Monday, 20 September 2010

Jeff Jarvis to head US university's $10 million entrepreneurial journalism centre in New York


It was announced today that two $3 million grants have been awarded to the City University of New York Graduate School of Journalism to help it establish a programme in entrepreneurial journalism with the creation of the Tow-Knight Center for Entrepreneurial Journalism and the first M.A. degree in entrepreneurial journalism.

The centre will be headed by Jeff Jarvis, author of What Would Google Do? and a contributor to the Guardian, who already teaches a course in entrepreneurial journalism and has done Knight-supported research on new business models for news.
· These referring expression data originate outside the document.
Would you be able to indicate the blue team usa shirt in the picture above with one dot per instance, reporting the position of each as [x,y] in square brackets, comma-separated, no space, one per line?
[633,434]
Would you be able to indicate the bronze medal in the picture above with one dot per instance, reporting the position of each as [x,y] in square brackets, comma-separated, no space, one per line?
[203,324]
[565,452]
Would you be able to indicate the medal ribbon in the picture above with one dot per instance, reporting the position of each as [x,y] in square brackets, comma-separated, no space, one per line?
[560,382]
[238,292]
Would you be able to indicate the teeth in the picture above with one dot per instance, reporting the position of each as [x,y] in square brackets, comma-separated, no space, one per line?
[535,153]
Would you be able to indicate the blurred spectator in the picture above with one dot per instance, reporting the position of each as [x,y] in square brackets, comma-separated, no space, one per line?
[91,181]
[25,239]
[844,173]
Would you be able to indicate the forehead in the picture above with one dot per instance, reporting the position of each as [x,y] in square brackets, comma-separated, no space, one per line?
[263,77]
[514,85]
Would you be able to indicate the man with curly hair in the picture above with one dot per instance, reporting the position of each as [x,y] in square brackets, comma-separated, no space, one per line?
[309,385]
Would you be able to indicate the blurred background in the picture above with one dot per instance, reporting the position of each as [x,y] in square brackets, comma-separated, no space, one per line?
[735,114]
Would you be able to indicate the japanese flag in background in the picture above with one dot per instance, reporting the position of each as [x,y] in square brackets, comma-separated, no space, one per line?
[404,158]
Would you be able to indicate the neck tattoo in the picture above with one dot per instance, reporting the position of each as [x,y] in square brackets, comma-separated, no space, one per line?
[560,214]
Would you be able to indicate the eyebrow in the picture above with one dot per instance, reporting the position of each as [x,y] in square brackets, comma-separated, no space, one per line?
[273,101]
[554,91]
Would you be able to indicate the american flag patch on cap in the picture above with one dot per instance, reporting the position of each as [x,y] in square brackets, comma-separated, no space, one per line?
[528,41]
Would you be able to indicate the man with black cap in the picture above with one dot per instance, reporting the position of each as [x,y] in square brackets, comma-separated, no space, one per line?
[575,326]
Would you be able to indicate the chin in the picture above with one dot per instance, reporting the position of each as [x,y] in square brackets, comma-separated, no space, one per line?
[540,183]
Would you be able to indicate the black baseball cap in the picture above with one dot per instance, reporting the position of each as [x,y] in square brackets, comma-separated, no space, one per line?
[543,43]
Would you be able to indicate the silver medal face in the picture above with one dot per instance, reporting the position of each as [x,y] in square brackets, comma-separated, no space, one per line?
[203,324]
The $10 million Tow-Knight Center will receive $3 million in funding from The Tow Foundation and $3 million from the John S. and James L. Knight Foundation, supplemented by additional foundation grants and in-kind contributions of staff and technology from the CUNY J-School.

Executive director Emily Tow Jackson said The Tow Foundation had become “concerned about the fate of print journalism in the digital age and the impact of its decline on the health of our democracy.”

The Center, which opens in October, aims to create a sustainable future for quality journalism in three ways:
• Education of students and mid-career journalists in innovation and business management;
• Research into relevant topics, such as new business models for news;
• Development of new journalistic enterprises.

The Master of Arts degree in entrepreneurial journalism will be a two-year programme for students, adding business training and research to the School’s existing three-semester M.A. degree in Journalism. Students will be trained to launch their own enterprises or work within traditional media companies.

Courses for the new M.A. degree are expected to teach business and management skills, the new dynamics of news and media economics, and technology and project management, with apprenticeships at New York startups.

“We are optimists about the future of journalism,” Jarvis said. “We tell our students they will build that future. To help them do that, we realized we have to give them the ability to create and run new products and new companies. We must train not just journalists but entrepreneurial journalists.”